Madrid, « voix discordante » de l’Europe
Alors que plusieurs capitales européennes observent une neutralité prudente ou un soutien tacite aux opérations de la coalition, le gouvernement de Pedro Sánchez s’est distingué par une condamnation ferme. Madrid est en effet la seule capitale européenne à avoir officiellement qualifié les frappes américano-israéliennes d’« agression contre la souveraineté de l’Iran » et de « violation flagrante du droit international ».

Pour le Premier ministre espagnol, cette intervention militaire « unilatérale » ne ferait qu’accentuer l’instabilité régionale, loin de résoudre la crise nucléaire et sécuritaire au Moyen-Orient.

Le verrouillage des bases militaires : le point de rupture
Mais c’est sur le plan militaire que le conflit a atteint son paroxysme. Conformément à sa ligne diplomatique, l’Espagne a opposé une fin de recevoir à la demande du Pentagone concernant l’utilisation des bases de Rota (Cadix) et de Morón de la Frontera (Séville). Ces sites stratégiques, cogérés par les deux pays, sont essentiels pour les opérations de ravitaillement et de projection vers le Moyen-Orient.

« Nous n’autoriserons pas l’utilisation de notre sol pour des actions qui ne sont pas couvertes par le droit international ou le mandat de l’ONU », a martelé le ministre espagnol des Affaires étrangères, José Manuel Albares.

Vers un embargo total ?
La réponse de Donald Trump ne s’est pas fait attendre. S’appuyant sur une récente décision de la Cour Suprême renforçant les pouvoirs présidentiels en matière d’embargo, il a ordonné au Secrétaire au Trésor, Scott Bessent, de préparer la coupure de « tous les échanges commerciaux ».
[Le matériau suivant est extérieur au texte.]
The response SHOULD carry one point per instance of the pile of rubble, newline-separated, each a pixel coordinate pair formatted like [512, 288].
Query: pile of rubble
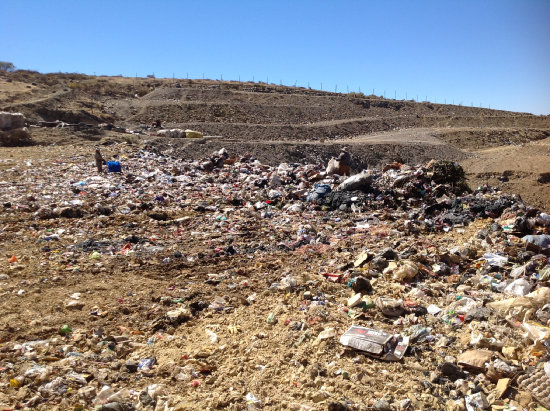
[226, 283]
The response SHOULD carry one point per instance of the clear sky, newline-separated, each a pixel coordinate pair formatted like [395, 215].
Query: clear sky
[493, 53]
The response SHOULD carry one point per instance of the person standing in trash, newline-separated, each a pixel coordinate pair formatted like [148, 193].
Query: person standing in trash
[344, 161]
[99, 161]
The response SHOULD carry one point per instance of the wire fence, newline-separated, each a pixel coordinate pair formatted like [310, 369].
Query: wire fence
[357, 91]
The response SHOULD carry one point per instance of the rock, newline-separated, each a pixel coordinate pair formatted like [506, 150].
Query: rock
[382, 405]
[353, 301]
[475, 359]
[502, 386]
[379, 263]
[74, 305]
[363, 258]
[131, 366]
[361, 285]
[452, 371]
[477, 401]
[389, 254]
[406, 271]
[510, 352]
[389, 306]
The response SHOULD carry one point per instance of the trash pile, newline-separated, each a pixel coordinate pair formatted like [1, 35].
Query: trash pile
[228, 284]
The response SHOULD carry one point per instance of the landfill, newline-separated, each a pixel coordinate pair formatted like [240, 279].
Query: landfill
[225, 283]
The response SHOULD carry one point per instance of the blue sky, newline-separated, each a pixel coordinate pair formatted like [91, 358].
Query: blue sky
[493, 53]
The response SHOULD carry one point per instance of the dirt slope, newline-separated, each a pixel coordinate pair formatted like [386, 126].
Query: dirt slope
[279, 123]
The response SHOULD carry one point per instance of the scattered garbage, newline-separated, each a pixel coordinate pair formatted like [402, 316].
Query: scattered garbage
[225, 283]
[377, 343]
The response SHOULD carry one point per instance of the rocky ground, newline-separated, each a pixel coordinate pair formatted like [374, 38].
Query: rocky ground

Si cette menace venait à être mise à exécution, elle poserait un défi juridique et économique majeur, l’Espagne étant membre de l’Union européenne, dont la politique commerciale est gérée de manière commune par Bruxelles. Pour l’heure, Madrid affiche sa résilience, affirmant avoir les ressources pour diversifier ses chaînes d’approvisionnement face à ce qu’elle considère comme un « chantage diplomatique ».